Psychologists: After Traumatic Events, People Tend To Cling To Family, Home
September 13, 2001

MISSION VIEJO, Calif. (AP) - In the wake of the worst terrorist attack in U.S. history, office buildings and schools around the country were partially empty as people retreated to the only security they knew - home.

Millions of Americans sought refuge among friends and family Wednesday as they tried to come to terms with the gravity of the attacks. Psychologists say it's a natural response to traumatic events.

"You're going to find people needing to be held more, hugged more, reassured more in the days and weeks ahead," said Alan D. Wolfelt, director of the Center for Loss and Life Transition in Fort Collins, Colo.

"Whenever you have experiences that put you in the position for being out of control, you'll search for things that give you control - family, home."

After watching television reports of Tuesday's airliner hijackings and deadly crashes into the World Trade Center towers and the Pentagon, Brooke Bourland took her 6-year-old daughter to work and called her husband repeatedly. She went home early, closing up shop at the women's gym she manages.

"What makes us more special than those people in those airplanes, those people in the World Trade Center or the Pentagon? Nothing. Fate," said Bourland, who reopened the gym on Wednesday. "It just puts it all into perspective. You need to be with the people you love."

Some say the nation last experienced this need to be anchored when President John F. Kennedy was assassinated. Before that, it was the attack on Pearl Harbor.

"People are looking for whatever their symbol of security and safety is, and for most people that's the family and the home. That's where they want to be. That's where they need to be," said Howard A. Starr, professor of psychology at Austin College in Sherman, Texas.

It's a feeling Tom Dobyns, a financial consultant from Laguna Hills, Calif., understood all too well.

In the hours after the attacks, he raced home from a meeting in San Diego to hug his wife. He spent the next day just trying to enjoy his life.

"We sat on the couch holding each others' hands. Somehow, being together just made it better," Dobyns said.

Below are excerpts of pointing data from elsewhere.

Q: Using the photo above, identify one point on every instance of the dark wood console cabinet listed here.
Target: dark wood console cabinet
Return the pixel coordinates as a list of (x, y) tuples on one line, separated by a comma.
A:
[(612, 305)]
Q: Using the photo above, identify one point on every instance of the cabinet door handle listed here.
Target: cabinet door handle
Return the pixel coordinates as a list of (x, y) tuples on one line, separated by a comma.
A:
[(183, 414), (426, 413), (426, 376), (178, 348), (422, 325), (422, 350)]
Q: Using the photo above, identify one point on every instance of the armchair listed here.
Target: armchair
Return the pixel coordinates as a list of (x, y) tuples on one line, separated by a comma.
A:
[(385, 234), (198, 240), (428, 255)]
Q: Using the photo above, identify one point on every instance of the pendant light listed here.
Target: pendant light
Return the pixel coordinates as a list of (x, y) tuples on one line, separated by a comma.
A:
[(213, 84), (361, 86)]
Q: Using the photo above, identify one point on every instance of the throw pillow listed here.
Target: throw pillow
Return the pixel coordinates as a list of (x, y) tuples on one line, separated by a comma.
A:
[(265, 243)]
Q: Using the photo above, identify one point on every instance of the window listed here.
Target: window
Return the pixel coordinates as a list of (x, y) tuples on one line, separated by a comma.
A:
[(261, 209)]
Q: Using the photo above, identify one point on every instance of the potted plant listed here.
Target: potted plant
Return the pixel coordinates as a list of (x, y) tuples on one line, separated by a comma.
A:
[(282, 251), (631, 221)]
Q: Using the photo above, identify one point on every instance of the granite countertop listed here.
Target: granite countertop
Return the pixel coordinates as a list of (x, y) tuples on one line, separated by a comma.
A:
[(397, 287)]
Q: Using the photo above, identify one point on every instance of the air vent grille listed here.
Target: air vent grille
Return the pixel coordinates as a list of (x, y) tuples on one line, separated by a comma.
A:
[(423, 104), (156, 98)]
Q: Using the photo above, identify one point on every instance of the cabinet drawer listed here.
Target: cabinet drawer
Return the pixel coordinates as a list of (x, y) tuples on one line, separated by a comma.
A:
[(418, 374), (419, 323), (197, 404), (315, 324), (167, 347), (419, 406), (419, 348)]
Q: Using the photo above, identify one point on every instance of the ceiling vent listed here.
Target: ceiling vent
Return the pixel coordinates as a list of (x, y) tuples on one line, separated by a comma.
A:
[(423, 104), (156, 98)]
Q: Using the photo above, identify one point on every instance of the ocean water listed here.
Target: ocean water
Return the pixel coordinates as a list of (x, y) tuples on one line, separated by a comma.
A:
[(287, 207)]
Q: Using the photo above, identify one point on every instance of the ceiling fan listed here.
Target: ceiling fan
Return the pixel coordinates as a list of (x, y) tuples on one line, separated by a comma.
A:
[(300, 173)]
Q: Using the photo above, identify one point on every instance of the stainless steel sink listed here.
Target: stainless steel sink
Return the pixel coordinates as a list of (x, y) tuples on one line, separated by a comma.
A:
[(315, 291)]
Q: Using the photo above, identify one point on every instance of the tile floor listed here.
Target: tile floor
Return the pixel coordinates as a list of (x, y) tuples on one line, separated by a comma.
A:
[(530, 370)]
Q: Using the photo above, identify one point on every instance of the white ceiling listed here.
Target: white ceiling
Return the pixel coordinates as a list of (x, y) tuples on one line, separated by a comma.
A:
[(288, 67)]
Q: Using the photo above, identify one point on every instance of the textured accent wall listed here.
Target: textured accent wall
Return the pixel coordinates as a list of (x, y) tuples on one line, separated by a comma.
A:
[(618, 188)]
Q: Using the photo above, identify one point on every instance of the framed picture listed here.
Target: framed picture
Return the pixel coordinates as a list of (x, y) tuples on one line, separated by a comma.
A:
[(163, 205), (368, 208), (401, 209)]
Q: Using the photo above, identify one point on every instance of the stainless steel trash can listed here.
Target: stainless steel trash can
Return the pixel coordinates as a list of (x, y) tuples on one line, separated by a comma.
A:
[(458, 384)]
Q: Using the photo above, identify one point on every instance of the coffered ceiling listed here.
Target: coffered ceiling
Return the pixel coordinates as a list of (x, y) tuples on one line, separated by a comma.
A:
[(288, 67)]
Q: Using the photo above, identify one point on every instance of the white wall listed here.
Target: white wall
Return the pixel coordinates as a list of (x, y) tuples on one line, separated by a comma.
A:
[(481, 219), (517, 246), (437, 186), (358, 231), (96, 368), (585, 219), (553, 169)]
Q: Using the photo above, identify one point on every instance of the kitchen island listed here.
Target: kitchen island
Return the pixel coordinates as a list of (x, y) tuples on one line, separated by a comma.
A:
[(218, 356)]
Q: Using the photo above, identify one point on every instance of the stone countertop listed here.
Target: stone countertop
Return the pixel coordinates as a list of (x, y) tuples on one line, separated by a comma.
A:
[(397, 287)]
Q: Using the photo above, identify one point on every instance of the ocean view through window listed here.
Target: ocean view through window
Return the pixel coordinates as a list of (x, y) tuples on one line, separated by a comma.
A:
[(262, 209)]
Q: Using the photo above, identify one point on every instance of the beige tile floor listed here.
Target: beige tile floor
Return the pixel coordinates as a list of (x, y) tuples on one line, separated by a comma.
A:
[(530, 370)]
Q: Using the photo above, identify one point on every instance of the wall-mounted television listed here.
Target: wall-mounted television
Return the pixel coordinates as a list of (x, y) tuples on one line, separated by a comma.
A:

Douglas Reid took little comfort in the distance between his Costa Mesa, Calif., home and the disaster sites in New York, Washington, D.C., and western Pennsylvania.

"That last 'I love you.' How many people forgot to say that? Everything seems juvenile and irrelevant when you think how important that is," Reid said.

For nearly two days, he and his wife, Kristen, called friends and family around the country.

"Do they know I'm worried about them? Do they know I care about them?" he said. "It didn't seem important until (the attacks)."

Now, Reid says, he will never forget it. As people return to work, experts say they'll likely feel a sense of helplessness, panic or fear. Some may struggle to concentrate.

"Normal response time to problems will diminish. I think employers, teachers, people in authority need to recognize this," Starr said. "A lot of people may ask, 'Is what I'm feeling normal?' There is no 'normal' in this case."